President Biden’s son Hunter has a message for those who criticize the prices of his artwork. In an interview with the “Nota Bene” podcast, one of the hosts asked Hunter Biden what his response was to the people who condemn the prices of his work. “Other than ‘f— ’em’?” Biden asked facetiously. Biden’s artwork will sell in the Fall at an estimated price point between $75,000 and $500,000. “The value of an artist’s work is not necessarily determined by the price but the price is completely subjective … and has sometimes nothing to do with anything other than, you know, the moment,” he added.

House Speaker Nancy Pelosi said that her party’s $3.5 trillion bill should include immigration reform. “I do believe that immigration should be in the reconciliation, some piece of that, in the reconciliation,” Pelosi said. “We know we have a very good case for this to be included.” While the details are still unclear, the expectation is that the legislation will allocate funds to health, education, environment, and social programs. Democrats seek to pass the measure with a procedural tool known as budget reconciliation, which would allow them to bypass a 60-vote filibuster by Senate Republicans.

The Biden administration imposed another set of sanctions on Cuba, this time targeting their police force and its leaders for the suppression of protestors. “The Treasury Department will continue to designate and call out by name those who facilitate the Cuban regime’s involvement in serious human rights abuse,” Andrea Gacki, director of the Office of Foreign Assets Control, wrote in a statement. “Today’s action serves to further hold accountable those responsible for suppressing the Cuban people’s calls for freedom and respect for human rights.” Earlier this month, protestors took to the streets to demonstrate against their fragile economy that led to food and power shortages.

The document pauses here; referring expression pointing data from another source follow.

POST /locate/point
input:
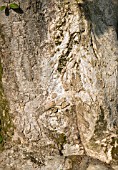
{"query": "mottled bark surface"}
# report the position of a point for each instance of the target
(60, 80)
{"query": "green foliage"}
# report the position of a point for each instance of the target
(14, 6)
(2, 8)
(11, 6)
(1, 139)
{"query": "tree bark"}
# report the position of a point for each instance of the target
(60, 81)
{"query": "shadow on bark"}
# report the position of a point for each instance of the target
(102, 14)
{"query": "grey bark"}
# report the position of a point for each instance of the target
(60, 80)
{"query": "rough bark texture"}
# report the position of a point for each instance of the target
(60, 80)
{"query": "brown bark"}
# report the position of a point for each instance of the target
(60, 79)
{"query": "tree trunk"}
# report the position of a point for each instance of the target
(59, 86)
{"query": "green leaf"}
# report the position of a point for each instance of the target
(2, 8)
(7, 11)
(14, 6)
(1, 139)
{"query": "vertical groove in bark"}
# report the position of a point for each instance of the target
(60, 77)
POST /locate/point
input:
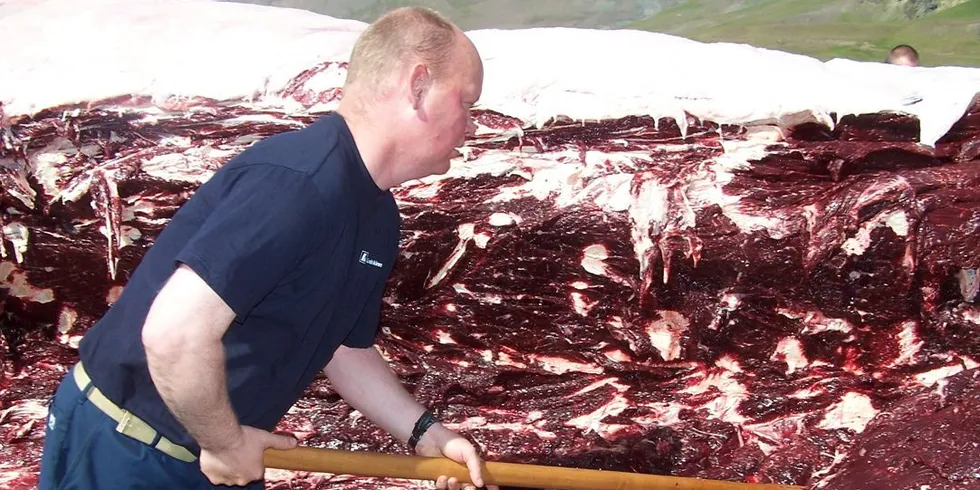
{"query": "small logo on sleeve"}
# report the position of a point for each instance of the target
(366, 259)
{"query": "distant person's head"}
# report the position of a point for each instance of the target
(414, 76)
(903, 54)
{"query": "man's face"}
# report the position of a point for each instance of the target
(444, 116)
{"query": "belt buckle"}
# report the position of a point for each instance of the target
(123, 424)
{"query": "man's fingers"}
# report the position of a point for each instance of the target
(473, 462)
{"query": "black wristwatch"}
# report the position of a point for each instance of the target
(421, 425)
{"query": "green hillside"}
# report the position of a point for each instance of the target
(944, 33)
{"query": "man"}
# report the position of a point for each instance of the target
(903, 54)
(272, 271)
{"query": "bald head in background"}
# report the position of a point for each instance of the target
(903, 54)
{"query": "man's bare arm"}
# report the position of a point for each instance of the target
(182, 336)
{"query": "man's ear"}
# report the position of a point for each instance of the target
(420, 81)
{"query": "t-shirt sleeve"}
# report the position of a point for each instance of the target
(265, 219)
(366, 328)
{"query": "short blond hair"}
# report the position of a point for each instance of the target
(407, 34)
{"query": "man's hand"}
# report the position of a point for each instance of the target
(242, 462)
(439, 441)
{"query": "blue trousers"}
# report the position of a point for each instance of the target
(83, 451)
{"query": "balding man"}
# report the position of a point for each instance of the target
(903, 54)
(271, 273)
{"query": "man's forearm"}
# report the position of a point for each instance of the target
(182, 336)
(191, 382)
(362, 377)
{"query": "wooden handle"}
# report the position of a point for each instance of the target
(511, 474)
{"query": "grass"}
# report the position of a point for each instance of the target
(828, 29)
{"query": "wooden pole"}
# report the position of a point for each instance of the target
(359, 463)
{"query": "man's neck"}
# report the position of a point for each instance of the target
(375, 149)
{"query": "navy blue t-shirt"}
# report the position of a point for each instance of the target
(297, 239)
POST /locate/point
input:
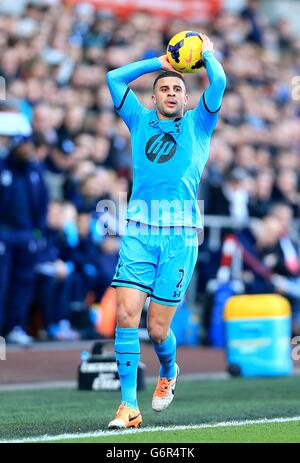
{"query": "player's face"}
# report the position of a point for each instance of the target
(169, 97)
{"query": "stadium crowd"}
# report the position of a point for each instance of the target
(54, 252)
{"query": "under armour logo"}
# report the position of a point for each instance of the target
(127, 364)
(118, 268)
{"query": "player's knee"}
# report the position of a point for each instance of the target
(157, 333)
(126, 316)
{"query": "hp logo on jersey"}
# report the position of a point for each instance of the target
(161, 148)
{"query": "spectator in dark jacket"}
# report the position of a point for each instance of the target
(23, 209)
(94, 262)
(54, 277)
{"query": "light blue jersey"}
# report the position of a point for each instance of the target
(168, 156)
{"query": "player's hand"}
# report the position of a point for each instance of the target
(207, 44)
(166, 65)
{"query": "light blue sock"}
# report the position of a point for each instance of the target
(166, 352)
(127, 350)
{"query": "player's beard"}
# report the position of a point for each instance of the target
(170, 113)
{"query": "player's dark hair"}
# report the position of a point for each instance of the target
(164, 74)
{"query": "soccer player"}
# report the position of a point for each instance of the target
(170, 148)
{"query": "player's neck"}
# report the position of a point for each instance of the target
(162, 117)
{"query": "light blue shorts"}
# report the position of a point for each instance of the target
(157, 260)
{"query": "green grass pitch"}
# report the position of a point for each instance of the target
(53, 412)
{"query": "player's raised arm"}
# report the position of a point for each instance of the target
(211, 100)
(123, 97)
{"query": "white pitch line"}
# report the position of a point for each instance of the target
(223, 424)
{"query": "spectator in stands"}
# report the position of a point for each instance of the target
(231, 198)
(23, 209)
(56, 77)
(260, 202)
(94, 263)
(54, 277)
(286, 190)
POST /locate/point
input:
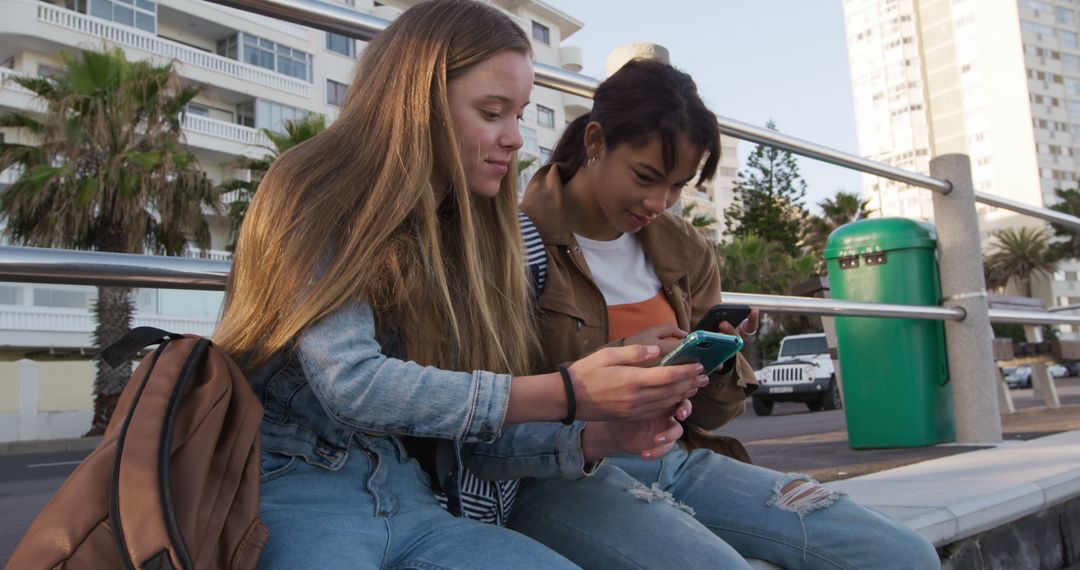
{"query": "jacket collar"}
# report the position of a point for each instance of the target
(670, 243)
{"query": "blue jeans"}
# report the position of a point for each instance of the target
(702, 510)
(377, 511)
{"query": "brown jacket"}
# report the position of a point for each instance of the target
(574, 320)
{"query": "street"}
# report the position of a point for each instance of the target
(28, 480)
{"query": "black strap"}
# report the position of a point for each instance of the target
(571, 405)
(133, 341)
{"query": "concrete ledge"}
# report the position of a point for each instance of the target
(44, 446)
(953, 498)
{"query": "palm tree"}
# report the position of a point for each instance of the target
(296, 132)
(701, 221)
(845, 207)
(752, 265)
(1017, 256)
(107, 170)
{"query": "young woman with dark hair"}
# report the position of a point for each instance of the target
(378, 275)
(623, 270)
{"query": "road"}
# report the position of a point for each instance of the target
(28, 480)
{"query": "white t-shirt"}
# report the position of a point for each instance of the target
(620, 269)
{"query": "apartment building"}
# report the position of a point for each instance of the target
(998, 81)
(255, 73)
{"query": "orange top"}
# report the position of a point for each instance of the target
(630, 319)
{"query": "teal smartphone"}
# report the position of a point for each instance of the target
(710, 349)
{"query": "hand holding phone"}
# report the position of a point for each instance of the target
(730, 313)
(710, 349)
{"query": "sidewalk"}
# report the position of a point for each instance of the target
(1023, 493)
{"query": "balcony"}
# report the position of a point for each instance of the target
(202, 132)
(40, 19)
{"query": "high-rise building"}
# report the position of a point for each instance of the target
(996, 80)
(255, 72)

The Justice Department threatened to sue the governor of Texas over a recent order that allows state troopers to stop and turn back vehicles carrying migrants on the basis that they could increase the spread of COVID-19. “The order is both dangerous and unlawful,” Attorney General Merrick Garland wrote in a letter. Gov. Greg Abbott seemed to dismiss Garland’s letter in a statement that pointed blame at the White House for the ongoing migration crisis. “The Biden Administration is jeopardizing the health and safety of Texans on a daily basis by refusing to follow the law,” Abbott said.

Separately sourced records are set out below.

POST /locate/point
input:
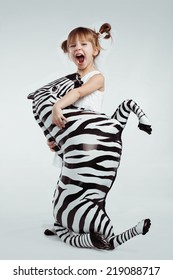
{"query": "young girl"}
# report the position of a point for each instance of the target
(83, 46)
(91, 146)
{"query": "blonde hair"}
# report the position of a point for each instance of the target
(90, 35)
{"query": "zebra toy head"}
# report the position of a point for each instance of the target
(58, 87)
(90, 146)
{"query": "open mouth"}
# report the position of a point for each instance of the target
(80, 58)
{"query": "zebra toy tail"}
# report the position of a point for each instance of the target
(123, 111)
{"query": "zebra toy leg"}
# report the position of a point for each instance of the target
(123, 111)
(141, 228)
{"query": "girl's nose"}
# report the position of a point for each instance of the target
(78, 46)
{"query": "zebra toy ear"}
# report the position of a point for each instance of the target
(145, 127)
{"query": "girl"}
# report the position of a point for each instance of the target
(83, 46)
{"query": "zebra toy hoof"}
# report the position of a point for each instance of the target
(147, 224)
(100, 242)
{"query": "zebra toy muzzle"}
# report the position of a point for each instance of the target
(90, 146)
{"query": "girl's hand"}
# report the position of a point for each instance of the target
(57, 116)
(51, 145)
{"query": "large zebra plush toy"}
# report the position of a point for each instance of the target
(90, 146)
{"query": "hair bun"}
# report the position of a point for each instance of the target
(105, 28)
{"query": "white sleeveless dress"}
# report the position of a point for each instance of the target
(92, 102)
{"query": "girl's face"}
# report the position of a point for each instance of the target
(82, 53)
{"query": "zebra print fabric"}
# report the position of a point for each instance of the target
(90, 146)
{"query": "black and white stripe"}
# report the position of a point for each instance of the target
(90, 146)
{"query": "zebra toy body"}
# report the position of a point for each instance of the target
(90, 147)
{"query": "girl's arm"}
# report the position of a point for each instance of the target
(94, 83)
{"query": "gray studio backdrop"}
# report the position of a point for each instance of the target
(137, 64)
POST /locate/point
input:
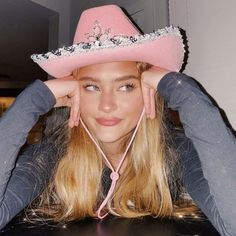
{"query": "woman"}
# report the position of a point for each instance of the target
(114, 130)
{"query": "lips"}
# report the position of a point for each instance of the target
(108, 122)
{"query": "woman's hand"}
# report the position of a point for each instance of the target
(66, 92)
(149, 81)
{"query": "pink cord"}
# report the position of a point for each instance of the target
(115, 173)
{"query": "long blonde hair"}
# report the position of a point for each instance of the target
(145, 187)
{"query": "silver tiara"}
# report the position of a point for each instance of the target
(100, 39)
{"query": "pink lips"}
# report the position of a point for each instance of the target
(108, 122)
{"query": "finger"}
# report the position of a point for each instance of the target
(146, 98)
(71, 121)
(152, 104)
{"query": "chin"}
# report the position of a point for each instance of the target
(108, 138)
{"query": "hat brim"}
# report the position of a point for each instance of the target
(165, 52)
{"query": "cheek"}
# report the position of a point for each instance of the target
(133, 105)
(87, 105)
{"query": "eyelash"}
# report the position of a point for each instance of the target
(130, 86)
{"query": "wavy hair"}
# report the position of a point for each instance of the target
(149, 185)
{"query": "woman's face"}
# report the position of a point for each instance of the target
(110, 99)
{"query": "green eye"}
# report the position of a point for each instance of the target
(127, 87)
(91, 87)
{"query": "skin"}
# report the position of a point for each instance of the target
(108, 91)
(110, 101)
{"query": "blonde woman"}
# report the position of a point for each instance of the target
(113, 154)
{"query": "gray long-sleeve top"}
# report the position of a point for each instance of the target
(203, 125)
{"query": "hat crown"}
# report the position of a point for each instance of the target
(101, 23)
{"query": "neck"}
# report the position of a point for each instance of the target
(114, 152)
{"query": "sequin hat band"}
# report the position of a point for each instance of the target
(105, 34)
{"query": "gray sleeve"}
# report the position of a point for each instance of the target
(34, 101)
(213, 141)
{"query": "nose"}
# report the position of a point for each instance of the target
(107, 102)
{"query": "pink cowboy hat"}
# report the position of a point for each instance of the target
(105, 34)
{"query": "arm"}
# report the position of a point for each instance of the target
(34, 101)
(213, 141)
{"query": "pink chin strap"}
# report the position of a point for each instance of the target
(115, 173)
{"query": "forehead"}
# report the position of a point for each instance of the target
(111, 70)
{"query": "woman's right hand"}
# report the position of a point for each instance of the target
(66, 92)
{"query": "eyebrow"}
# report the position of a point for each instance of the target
(122, 78)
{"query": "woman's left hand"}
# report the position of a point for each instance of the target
(149, 82)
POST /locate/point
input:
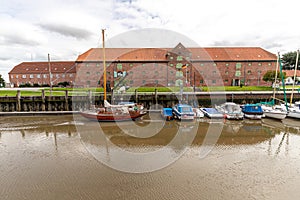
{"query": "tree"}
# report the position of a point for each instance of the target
(2, 81)
(289, 60)
(269, 76)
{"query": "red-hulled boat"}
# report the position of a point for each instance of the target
(112, 113)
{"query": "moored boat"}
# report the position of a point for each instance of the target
(252, 111)
(198, 113)
(113, 113)
(167, 113)
(275, 112)
(230, 110)
(212, 113)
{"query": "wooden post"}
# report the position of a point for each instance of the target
(90, 99)
(66, 101)
(18, 100)
(43, 101)
(136, 96)
(156, 98)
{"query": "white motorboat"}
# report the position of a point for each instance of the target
(230, 110)
(275, 112)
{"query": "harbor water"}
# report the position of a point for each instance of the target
(69, 157)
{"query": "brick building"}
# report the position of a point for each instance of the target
(39, 73)
(214, 66)
(136, 67)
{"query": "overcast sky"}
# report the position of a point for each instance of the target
(31, 29)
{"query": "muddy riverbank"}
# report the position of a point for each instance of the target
(49, 157)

In further Texas-related news, hospitals in the northern part of the state reported an increase in Covid-19 cases among pediatric patients. Hospital spokesperson Kim Brown says that as of July 28, Cook Children’s Medical Center had 14 Covid patients, with a seven-day positivity rate of 9 percent. Brown went on to add, “on June 2nd, our seven-day percent positivity rate was 1 percent and we were seeing less than 10 COVID-19 positive tests per day.” Cook Children’s Dr. Marc Mazade urged unvaccinated adults to get their shots to protect children not yet eligible for the vaccine.

Three members of the US’s Olympic fencing team wore pink masks following allegations of sexual misconduct against their teammate. Jake Hoyle, Curtis McDowald, and Yeisser Ramirez all wore pink masks before the start of the competition. Alex Hadzic, who has been accused of sexual assault, did not. Three women came forward shortly after Hadzic qualified for the Tokyo Games, alleging sexual impropriety in incidents that occurred between 2013 and 2015. Hadzic was barred from the team on June 2 but successfully appealed his suspension. The team lost to Japan on Friday, bringing their Olympic journey to an end.